Hi Jen,
You could say that Vector signatures are "more secure"...There is nothing "secure" about image signatures. They are essentially things that make people feel good about finishing off the document. In the age of scanners and image software, they are merely quaint. If you wnat "security" to be able to verify your signature in some way, there are several options:

1. Forget about the whole curisive writing thing. Believe the "electronic signature" bit when you see an electronic document from a verified source (preferably in an encrypted file to which you have a password), and know that any 10 year-old on your street can create a paper document with your signature on it.

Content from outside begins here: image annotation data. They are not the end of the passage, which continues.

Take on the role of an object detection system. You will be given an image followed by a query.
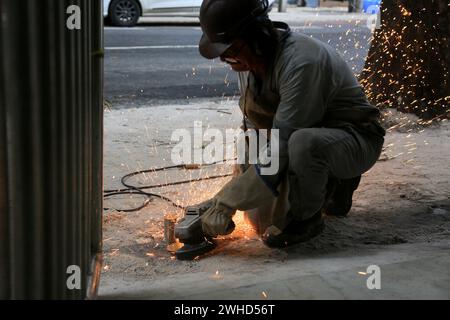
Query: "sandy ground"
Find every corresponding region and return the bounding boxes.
[102,101,450,298]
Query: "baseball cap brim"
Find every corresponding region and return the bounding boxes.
[198,34,231,59]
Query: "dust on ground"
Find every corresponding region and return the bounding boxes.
[102,101,450,282]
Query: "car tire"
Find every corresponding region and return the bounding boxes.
[108,0,141,27]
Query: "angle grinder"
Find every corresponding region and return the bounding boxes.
[175,201,216,260]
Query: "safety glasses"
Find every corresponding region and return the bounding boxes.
[221,42,245,63]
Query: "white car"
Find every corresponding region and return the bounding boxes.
[103,0,276,27]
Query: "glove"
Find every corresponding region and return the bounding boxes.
[201,165,275,237]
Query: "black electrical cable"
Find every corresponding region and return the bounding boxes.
[103,160,236,212]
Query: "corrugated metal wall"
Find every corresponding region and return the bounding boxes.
[0,0,103,299]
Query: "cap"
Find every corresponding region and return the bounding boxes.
[199,0,269,59]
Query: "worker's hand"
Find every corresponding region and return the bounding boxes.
[201,166,274,237]
[201,198,236,237]
[214,165,275,211]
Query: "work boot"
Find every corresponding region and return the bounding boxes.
[324,176,361,217]
[263,211,325,248]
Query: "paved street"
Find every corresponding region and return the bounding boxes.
[105,20,371,105]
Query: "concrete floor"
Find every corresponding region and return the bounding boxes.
[100,241,450,300]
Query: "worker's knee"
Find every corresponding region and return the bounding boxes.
[288,128,325,164]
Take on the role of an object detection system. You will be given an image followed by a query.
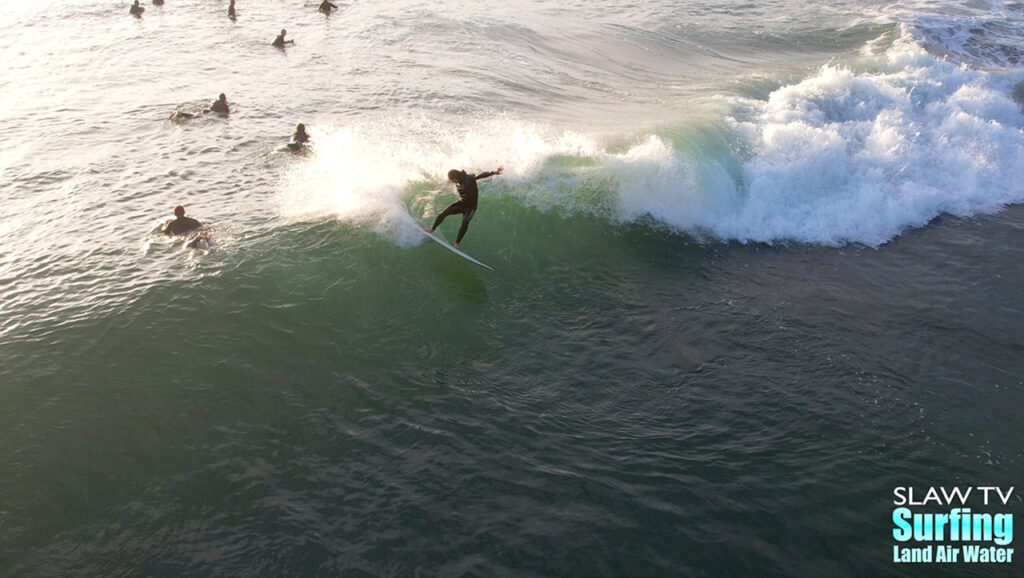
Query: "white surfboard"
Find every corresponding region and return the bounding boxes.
[420,229,495,271]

2. Use a portable verification key. What this means is (using Adobe for an example) you create an electronic signature file in adobe, then attach your "signature" to the file by entering your password. You then send the PDF to someone else. They open it up, but they see your adobe signature and it says "signature not verified" on it. Well, they ask you again to send your verification key...a file that adobe will produce and you can keep on your desktop. You send them the file, and they can then see that your signature has been verified. The truth is, we all get festoons of papers from other places with illegible scrawls on the bottom. We really don't care who these people are or what their qualifications are. We also never really check on the their validity...do we?

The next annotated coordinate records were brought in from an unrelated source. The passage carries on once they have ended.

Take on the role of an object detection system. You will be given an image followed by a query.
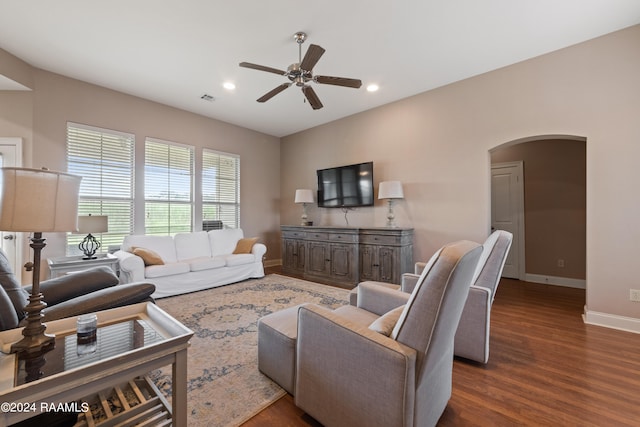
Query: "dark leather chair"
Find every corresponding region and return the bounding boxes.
[0,249,155,331]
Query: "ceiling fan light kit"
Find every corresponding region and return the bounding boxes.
[239,32,362,110]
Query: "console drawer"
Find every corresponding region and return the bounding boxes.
[282,230,307,239]
[360,234,402,245]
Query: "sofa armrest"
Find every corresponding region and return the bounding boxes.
[400,273,420,294]
[38,283,156,322]
[114,250,145,283]
[33,266,120,306]
[357,282,410,316]
[453,286,492,363]
[251,243,267,261]
[413,261,427,276]
[349,280,400,307]
[295,304,416,426]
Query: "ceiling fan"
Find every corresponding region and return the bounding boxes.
[239,32,362,110]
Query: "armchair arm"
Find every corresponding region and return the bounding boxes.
[251,243,267,261]
[453,286,492,363]
[38,283,156,322]
[349,280,400,307]
[114,250,145,283]
[27,266,120,306]
[295,304,416,427]
[357,282,410,316]
[400,273,420,294]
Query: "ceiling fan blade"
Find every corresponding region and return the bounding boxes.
[313,76,362,89]
[238,62,287,76]
[256,83,291,102]
[300,44,324,71]
[302,86,323,110]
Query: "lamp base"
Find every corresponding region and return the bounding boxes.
[11,293,56,353]
[11,231,55,354]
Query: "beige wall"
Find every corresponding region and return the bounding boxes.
[280,26,640,324]
[0,61,280,266]
[491,139,587,280]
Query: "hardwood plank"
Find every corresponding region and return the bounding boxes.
[248,269,640,427]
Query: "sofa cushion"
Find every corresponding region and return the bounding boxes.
[121,234,178,263]
[224,254,256,267]
[209,228,244,257]
[144,262,190,279]
[233,237,258,254]
[0,249,29,320]
[173,231,211,261]
[132,247,164,266]
[369,305,404,336]
[0,286,18,331]
[189,257,227,271]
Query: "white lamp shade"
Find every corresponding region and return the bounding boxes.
[0,168,82,232]
[378,181,404,199]
[78,215,109,234]
[295,189,313,203]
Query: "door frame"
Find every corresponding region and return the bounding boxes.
[0,137,24,283]
[490,160,526,280]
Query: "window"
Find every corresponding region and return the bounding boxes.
[67,123,134,255]
[202,148,240,228]
[144,138,194,235]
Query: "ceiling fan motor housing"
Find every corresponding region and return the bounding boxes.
[287,62,312,86]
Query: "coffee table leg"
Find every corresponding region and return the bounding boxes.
[171,349,187,427]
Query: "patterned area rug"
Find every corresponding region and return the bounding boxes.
[150,274,348,427]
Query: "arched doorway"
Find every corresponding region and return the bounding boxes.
[490,135,586,288]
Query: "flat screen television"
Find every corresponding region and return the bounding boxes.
[317,162,373,208]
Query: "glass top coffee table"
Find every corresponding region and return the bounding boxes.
[0,303,193,426]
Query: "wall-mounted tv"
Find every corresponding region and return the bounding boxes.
[317,162,373,208]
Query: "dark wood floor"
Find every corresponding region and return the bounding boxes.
[243,272,640,427]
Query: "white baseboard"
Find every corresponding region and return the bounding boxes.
[262,259,282,267]
[524,273,587,289]
[582,307,640,334]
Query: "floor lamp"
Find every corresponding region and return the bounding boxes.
[0,168,82,353]
[378,181,404,227]
[294,189,313,225]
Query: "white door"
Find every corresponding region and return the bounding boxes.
[491,162,525,280]
[0,138,23,281]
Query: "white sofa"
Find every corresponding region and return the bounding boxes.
[114,229,267,298]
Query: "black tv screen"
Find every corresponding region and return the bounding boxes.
[317,162,373,208]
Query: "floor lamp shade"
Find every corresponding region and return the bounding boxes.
[0,168,82,232]
[78,215,109,234]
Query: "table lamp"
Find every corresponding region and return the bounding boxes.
[78,214,109,259]
[0,168,82,353]
[294,189,313,225]
[378,181,404,227]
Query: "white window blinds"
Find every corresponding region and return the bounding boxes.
[144,138,194,235]
[67,123,134,255]
[202,148,240,228]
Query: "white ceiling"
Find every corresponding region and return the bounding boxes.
[0,0,640,136]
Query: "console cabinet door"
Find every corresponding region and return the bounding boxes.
[307,242,331,276]
[331,243,357,283]
[360,245,398,283]
[360,245,378,282]
[376,246,400,284]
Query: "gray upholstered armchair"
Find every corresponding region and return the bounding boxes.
[350,230,513,363]
[0,249,155,331]
[295,241,482,427]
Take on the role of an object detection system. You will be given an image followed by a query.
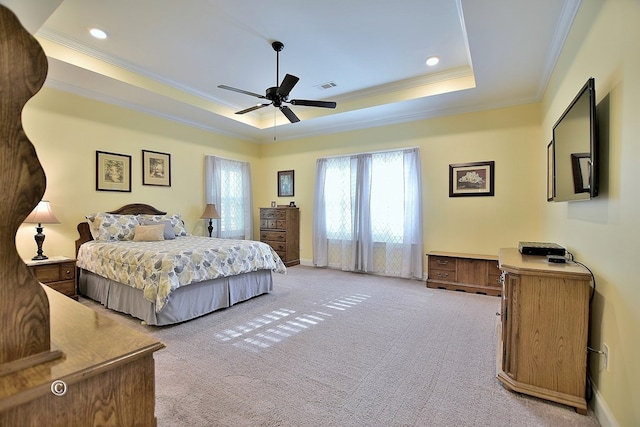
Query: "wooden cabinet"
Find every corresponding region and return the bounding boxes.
[0,286,164,426]
[498,248,592,414]
[427,252,502,296]
[25,257,78,300]
[260,207,300,267]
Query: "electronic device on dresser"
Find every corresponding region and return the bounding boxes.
[518,242,566,256]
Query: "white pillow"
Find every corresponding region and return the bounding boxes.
[142,219,176,240]
[140,214,189,237]
[133,224,165,242]
[86,212,140,242]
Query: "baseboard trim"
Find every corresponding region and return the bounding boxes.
[591,382,620,427]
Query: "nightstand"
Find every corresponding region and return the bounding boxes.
[25,256,78,300]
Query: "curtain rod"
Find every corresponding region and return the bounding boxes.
[318,147,420,159]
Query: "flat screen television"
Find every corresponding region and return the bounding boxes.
[553,77,598,202]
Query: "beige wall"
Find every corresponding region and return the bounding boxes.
[16,0,640,426]
[539,0,640,426]
[16,88,261,258]
[255,105,546,262]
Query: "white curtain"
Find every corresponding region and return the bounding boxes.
[204,156,253,240]
[313,148,424,279]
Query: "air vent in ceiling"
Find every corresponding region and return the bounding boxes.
[316,82,338,90]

Bitmap, jpeg,vector...doesn't matter. Having a bit of code attached to the document file that can be verified only by a crypto key sent by a person that knows your password and has your signature file. Problem is, I can register a vector signature name Dr. Jennifer L. Ney right now and have a "secure vector signature" that I can "verify". No court, no no-body can actually confim or deny any signature of any kind outside of the context of an integrated organization. Obviously, if someone uses a company ID to log in and do damage somewhere, the owner of that ID is either guilty, irresponsible, or simply a victim of identity theft by someone more clever or more resourceful than he.